5 YILDA HASAR GİDERİLİR

- Devlet okulları nasıl ayağa kalkar? 

 

Siyasetin acil konusu bu olmak zorunda. Devlet okulu hasarlıdır, ayağa kaldırılması birinci derecede önceliklidir. Öncelikle çok kötü durumda olan devlet okullarından başlamalıyız. Bu okulların altyapı sorunlarının giderilmesi gerekli. Devlet okulunda uygulanan müfredattaki  dindarlaşma temelli bakış ortadan kaldırılmalı, modern, laik, evrensel bir eğitim sisteminin temelleri atılmalı. Bu girişimin arkasında sağlam bir felsefe olmalı. Bu felsefe Türkiye’yi dünyaya entegre edebilecek kaliteli bir eğitime odaklanmalı. Eğitim milli savunmadan daha önemlidir. Devlet okulunun hasarını onarmak için en az 5 yıllık ağır bir yatırım yapılması lazım. Bu hasar giderilir, eğitim ve devlet okulu 4-5 yıla kendini toparlar. İnsanlarımız devlet okuluna tekrar güven duymaya başlar. 

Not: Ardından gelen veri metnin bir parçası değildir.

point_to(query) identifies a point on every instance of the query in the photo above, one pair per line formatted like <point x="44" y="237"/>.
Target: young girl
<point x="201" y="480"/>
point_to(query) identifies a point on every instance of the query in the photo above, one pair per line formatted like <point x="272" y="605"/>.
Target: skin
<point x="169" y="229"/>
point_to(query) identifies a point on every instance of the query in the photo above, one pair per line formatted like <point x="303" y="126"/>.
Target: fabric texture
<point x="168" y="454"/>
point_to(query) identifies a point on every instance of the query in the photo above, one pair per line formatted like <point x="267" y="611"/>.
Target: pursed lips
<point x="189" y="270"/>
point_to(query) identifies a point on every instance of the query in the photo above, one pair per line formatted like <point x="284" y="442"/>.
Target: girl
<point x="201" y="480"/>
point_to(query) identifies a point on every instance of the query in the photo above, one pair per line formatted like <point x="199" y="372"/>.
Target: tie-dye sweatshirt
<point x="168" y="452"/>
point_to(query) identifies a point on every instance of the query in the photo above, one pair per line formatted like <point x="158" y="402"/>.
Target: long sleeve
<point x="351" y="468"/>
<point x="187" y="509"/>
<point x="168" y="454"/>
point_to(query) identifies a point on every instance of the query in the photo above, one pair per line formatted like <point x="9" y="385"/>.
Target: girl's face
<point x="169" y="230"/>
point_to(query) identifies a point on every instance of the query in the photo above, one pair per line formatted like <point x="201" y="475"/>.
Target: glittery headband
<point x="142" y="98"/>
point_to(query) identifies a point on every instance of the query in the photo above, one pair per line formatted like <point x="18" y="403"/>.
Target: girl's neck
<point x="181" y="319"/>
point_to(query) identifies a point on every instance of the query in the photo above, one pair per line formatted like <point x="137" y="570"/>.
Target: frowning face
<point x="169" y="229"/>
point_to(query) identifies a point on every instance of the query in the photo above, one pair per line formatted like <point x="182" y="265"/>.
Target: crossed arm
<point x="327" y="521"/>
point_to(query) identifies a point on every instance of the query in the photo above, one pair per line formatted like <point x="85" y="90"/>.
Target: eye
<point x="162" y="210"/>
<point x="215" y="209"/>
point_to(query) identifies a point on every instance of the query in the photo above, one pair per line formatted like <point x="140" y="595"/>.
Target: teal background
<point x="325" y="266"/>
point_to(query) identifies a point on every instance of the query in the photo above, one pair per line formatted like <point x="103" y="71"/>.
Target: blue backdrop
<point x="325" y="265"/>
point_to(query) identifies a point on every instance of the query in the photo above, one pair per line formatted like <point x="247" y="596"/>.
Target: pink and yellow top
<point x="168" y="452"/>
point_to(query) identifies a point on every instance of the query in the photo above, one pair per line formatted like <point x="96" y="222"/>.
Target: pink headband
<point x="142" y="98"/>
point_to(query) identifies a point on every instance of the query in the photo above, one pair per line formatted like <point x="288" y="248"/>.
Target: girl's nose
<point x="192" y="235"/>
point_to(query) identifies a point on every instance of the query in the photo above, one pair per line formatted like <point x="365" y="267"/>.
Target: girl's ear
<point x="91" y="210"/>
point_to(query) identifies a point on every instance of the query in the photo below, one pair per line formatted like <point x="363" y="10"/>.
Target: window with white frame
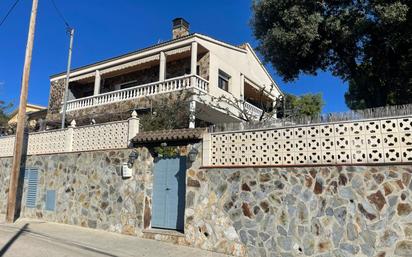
<point x="224" y="80"/>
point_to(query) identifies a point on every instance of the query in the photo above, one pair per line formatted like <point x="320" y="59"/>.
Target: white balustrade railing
<point x="160" y="87"/>
<point x="253" y="110"/>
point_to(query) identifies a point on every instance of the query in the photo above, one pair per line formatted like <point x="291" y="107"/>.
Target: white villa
<point x="195" y="62"/>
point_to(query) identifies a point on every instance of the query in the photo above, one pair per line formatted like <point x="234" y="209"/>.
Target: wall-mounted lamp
<point x="193" y="154"/>
<point x="132" y="158"/>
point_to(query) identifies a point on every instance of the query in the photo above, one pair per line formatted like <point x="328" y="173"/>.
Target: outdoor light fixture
<point x="192" y="154"/>
<point x="132" y="158"/>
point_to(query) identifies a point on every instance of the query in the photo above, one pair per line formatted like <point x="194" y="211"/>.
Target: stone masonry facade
<point x="317" y="211"/>
<point x="174" y="69"/>
<point x="322" y="211"/>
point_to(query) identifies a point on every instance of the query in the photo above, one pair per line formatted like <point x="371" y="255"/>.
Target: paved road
<point x="40" y="239"/>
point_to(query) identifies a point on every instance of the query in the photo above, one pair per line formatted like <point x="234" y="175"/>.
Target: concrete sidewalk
<point x="38" y="238"/>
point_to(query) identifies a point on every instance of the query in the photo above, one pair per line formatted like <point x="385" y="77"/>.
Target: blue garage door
<point x="169" y="193"/>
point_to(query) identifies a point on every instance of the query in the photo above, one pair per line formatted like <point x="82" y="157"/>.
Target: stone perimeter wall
<point x="90" y="191"/>
<point x="322" y="211"/>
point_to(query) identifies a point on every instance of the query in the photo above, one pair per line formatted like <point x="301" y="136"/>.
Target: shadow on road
<point x="13" y="239"/>
<point x="25" y="229"/>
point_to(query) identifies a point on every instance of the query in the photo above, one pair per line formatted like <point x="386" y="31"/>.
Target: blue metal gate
<point x="169" y="193"/>
<point x="33" y="178"/>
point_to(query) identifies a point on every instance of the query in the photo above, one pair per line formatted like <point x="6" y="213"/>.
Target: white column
<point x="133" y="127"/>
<point x="97" y="81"/>
<point x="192" y="114"/>
<point x="69" y="136"/>
<point x="206" y="144"/>
<point x="193" y="63"/>
<point x="162" y="68"/>
<point x="242" y="87"/>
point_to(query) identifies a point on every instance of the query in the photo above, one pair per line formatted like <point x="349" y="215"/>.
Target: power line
<point x="60" y="14"/>
<point x="8" y="12"/>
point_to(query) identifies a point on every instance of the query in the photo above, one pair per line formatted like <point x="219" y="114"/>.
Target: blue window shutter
<point x="32" y="188"/>
<point x="50" y="200"/>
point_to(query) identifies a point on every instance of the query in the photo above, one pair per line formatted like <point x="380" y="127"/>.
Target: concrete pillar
<point x="206" y="144"/>
<point x="69" y="136"/>
<point x="193" y="63"/>
<point x="133" y="127"/>
<point x="162" y="68"/>
<point x="192" y="114"/>
<point x="97" y="82"/>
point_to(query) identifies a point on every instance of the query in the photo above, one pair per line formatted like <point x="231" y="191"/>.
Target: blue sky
<point x="106" y="29"/>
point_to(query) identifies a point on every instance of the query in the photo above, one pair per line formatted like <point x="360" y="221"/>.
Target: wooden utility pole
<point x="66" y="83"/>
<point x="21" y="120"/>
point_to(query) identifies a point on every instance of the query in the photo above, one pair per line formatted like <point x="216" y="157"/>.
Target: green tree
<point x="308" y="105"/>
<point x="366" y="43"/>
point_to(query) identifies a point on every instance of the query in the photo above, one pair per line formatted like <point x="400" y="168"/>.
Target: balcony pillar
<point x="192" y="114"/>
<point x="193" y="63"/>
<point x="97" y="82"/>
<point x="162" y="68"/>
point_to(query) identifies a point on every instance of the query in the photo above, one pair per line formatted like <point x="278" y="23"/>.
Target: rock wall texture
<point x="326" y="211"/>
<point x="90" y="191"/>
<point x="319" y="211"/>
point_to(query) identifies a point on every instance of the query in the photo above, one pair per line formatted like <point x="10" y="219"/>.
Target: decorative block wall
<point x="113" y="135"/>
<point x="368" y="141"/>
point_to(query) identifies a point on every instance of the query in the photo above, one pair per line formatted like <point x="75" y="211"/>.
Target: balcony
<point x="252" y="110"/>
<point x="139" y="91"/>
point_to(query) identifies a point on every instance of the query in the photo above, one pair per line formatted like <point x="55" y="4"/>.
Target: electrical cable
<point x="8" y="12"/>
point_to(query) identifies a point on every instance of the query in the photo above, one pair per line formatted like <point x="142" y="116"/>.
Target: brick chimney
<point x="180" y="28"/>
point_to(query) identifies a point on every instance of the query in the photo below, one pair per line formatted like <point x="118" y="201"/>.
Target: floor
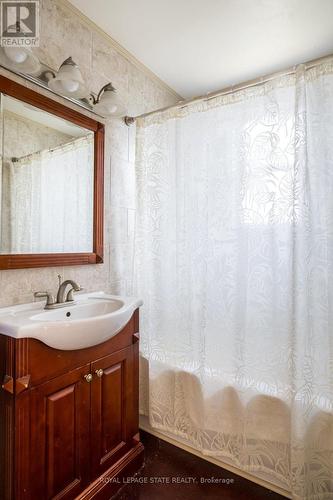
<point x="171" y="473"/>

- Devlet okullarının yakın gelecekteki durumunu nasıl görüyorsunuz?

 

Bu hükümet devam ettiği sürece bu yoldan dönüşün emaresini görmüyorum. En tehlikeli olanı da kız çocuklarının okumasına karşı olan bir grubun, okullara bu kadar rahat girip çıkabilmesi. Açık olarak laiklik karşıtı olduğunu, kız çocuklarının okula gönderilmesinin günah olduğunu söyleyen insanlar türedi. Bu tür yapıları okullara sokarsanız bunlardan zarar görecek olan bizim gençliğimiz.